[V7] thermal/core/power_allocator: avoid thermal cdev can not be reset

Message ID 20240110115526.30776-1-di.shen@unisoc.com
State New
Headers
Series [V7] thermal/core/power_allocator: avoid thermal cdev can not be reset |

Commit Message

Di Shen Jan. 10, 2024, 11:55 a.m. UTC
  Commit 0952177f2a1f ("thermal/core/power_allocator: Update once
cooling devices when temp is low") adds an update flag to avoid
the thermal event is triggered when there is no need, and
thermal cdev would be updated once when temperature is low.

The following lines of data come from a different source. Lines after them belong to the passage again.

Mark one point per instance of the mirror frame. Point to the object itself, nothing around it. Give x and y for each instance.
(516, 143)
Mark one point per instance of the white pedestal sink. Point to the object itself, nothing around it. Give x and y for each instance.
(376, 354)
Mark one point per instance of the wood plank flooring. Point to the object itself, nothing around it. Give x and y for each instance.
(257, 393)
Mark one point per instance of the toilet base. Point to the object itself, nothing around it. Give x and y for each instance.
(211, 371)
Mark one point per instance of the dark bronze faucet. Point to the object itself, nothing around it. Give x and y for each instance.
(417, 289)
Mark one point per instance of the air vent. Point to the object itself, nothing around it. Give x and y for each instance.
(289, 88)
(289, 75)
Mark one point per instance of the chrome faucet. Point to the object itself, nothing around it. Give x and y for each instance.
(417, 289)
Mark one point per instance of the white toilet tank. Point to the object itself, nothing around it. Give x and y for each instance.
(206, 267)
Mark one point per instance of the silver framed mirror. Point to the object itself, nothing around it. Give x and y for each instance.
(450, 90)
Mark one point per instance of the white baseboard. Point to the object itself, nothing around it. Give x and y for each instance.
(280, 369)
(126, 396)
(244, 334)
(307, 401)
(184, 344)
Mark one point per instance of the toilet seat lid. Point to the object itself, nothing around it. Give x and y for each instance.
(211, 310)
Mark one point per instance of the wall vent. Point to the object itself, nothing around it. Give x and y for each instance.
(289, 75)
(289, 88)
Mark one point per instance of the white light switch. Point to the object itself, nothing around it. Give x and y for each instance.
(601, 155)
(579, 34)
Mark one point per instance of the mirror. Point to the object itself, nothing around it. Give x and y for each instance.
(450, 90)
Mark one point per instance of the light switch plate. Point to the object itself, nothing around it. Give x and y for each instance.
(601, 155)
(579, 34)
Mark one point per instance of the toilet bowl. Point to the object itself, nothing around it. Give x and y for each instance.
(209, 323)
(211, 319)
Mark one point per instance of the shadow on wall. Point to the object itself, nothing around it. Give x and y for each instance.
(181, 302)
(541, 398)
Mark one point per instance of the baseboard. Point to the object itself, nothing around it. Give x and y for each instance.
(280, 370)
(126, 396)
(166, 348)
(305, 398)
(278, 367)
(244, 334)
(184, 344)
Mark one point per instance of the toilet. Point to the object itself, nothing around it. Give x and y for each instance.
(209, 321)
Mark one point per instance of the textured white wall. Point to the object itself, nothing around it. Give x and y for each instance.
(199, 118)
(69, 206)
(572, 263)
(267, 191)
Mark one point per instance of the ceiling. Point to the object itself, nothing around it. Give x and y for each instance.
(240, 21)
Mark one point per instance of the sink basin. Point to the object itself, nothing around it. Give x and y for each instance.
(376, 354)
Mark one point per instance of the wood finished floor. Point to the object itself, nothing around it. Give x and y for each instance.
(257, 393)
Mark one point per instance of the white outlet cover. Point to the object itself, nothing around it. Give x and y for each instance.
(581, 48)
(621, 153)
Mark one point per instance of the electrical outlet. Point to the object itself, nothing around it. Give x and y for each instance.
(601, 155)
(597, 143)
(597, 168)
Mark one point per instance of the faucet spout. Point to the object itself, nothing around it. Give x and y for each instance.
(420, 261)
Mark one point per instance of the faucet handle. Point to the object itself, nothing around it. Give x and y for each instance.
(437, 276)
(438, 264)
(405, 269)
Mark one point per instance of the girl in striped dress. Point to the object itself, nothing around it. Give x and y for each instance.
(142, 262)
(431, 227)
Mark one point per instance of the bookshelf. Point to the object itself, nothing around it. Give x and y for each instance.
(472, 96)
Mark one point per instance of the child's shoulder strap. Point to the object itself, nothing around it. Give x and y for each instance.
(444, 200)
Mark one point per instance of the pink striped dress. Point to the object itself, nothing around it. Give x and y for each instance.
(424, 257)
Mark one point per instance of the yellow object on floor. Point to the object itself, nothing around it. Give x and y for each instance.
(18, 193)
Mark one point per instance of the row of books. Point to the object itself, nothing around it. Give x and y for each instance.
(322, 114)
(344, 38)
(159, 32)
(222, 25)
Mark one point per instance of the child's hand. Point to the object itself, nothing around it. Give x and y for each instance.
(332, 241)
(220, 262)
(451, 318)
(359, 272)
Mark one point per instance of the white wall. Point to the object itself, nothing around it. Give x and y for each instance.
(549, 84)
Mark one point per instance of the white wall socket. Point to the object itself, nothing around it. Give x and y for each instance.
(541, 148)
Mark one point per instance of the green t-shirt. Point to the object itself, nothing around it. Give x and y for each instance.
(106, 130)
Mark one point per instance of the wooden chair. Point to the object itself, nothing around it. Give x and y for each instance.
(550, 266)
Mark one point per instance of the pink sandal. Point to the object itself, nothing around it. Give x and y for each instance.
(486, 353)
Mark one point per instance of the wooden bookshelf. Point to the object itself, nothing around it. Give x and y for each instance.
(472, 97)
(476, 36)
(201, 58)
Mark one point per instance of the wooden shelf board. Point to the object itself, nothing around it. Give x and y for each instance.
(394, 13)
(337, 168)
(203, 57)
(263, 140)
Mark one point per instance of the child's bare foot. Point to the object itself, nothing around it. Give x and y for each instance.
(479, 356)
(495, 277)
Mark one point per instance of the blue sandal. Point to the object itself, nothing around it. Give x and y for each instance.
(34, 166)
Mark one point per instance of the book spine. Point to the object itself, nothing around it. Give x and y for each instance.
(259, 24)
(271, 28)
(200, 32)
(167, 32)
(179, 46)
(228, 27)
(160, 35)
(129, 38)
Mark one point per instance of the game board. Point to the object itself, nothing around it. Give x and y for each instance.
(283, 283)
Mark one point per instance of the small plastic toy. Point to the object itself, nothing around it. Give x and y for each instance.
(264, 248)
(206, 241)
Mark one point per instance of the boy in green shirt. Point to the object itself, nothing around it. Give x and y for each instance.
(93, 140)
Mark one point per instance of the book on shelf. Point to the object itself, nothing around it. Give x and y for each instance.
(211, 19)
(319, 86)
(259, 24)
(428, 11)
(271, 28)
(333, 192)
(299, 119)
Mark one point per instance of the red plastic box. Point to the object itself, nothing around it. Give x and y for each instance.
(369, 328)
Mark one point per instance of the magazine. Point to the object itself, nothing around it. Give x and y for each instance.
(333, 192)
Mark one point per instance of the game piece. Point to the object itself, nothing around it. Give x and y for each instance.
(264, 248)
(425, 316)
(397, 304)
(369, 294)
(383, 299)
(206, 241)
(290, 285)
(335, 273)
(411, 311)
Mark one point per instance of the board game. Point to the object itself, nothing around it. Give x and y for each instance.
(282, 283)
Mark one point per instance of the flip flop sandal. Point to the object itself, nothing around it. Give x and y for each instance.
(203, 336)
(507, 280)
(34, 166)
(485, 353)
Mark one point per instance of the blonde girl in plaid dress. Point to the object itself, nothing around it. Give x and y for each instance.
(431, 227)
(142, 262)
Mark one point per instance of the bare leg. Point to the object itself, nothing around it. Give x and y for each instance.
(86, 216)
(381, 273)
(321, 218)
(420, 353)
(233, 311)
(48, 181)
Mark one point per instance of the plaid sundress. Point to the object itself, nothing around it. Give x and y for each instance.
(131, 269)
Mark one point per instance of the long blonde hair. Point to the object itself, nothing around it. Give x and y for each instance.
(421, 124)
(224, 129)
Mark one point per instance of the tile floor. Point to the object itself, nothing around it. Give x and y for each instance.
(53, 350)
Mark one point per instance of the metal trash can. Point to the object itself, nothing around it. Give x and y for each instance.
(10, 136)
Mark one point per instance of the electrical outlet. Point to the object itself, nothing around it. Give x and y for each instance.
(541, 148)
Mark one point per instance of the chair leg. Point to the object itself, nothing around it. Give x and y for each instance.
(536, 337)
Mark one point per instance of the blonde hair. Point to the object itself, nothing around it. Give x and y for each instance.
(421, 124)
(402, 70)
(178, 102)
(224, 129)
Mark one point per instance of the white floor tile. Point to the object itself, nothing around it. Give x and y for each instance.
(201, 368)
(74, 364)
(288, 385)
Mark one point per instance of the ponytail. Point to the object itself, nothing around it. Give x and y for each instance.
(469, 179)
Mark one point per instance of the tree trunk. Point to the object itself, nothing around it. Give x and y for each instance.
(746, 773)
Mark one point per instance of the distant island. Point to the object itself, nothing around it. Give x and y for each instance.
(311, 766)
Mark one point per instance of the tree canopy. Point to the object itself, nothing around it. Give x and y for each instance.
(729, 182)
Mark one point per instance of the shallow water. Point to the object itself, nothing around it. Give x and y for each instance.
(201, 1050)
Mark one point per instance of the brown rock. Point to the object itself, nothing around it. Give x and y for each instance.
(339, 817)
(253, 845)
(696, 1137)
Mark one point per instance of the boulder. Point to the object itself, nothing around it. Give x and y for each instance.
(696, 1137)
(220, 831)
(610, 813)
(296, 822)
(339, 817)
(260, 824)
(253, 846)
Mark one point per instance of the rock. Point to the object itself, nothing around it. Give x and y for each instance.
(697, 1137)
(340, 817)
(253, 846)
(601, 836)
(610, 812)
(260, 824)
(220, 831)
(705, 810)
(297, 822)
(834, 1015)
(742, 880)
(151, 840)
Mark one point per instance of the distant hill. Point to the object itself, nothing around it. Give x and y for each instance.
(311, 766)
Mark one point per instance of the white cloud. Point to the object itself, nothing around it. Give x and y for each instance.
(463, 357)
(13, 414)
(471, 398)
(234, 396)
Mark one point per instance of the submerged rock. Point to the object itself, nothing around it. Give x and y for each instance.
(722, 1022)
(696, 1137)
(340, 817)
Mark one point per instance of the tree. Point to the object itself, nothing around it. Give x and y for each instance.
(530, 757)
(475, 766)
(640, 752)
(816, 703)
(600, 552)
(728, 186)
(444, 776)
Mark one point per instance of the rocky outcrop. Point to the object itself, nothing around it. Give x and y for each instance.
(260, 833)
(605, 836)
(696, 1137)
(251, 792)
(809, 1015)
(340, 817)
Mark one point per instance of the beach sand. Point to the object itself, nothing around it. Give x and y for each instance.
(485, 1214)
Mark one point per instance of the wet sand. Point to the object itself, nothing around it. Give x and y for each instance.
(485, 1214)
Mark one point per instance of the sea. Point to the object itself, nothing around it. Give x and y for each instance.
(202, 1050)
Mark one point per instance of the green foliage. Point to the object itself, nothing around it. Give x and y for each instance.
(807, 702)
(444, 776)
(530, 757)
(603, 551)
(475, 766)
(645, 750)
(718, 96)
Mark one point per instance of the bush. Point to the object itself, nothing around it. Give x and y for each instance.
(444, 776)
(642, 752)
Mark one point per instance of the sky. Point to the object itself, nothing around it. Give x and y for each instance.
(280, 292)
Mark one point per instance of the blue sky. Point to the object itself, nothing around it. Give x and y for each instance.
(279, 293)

But when the trips are writable, and switch_on_temp is set
to be a higher value, the cooling device state may not be
reset to 0, because last_temperature is smaller than the
switch_on_temp.

For example:
First:
switch_on_temp=70 control_temp=85;
Then userspace change the trip_temp:
switch_on_temp=45 control_temp=55 cur_temp=54

Then userspace reset the trip_temp:
switch_on_temp=70 control_temp=85 cur_temp=57 last_temp=54

At this time, the cooling device state should be reset to 0.
However, because cur_temp(57) < switch_on_temp(70)
last_temp(54) < switch_on_temp(70)  ---->  update = false,
update is false, the cooling device state can not be reset.

Considering tz->passive can also be represented the temperature
status, this patch modifies the update flag with tz->passive.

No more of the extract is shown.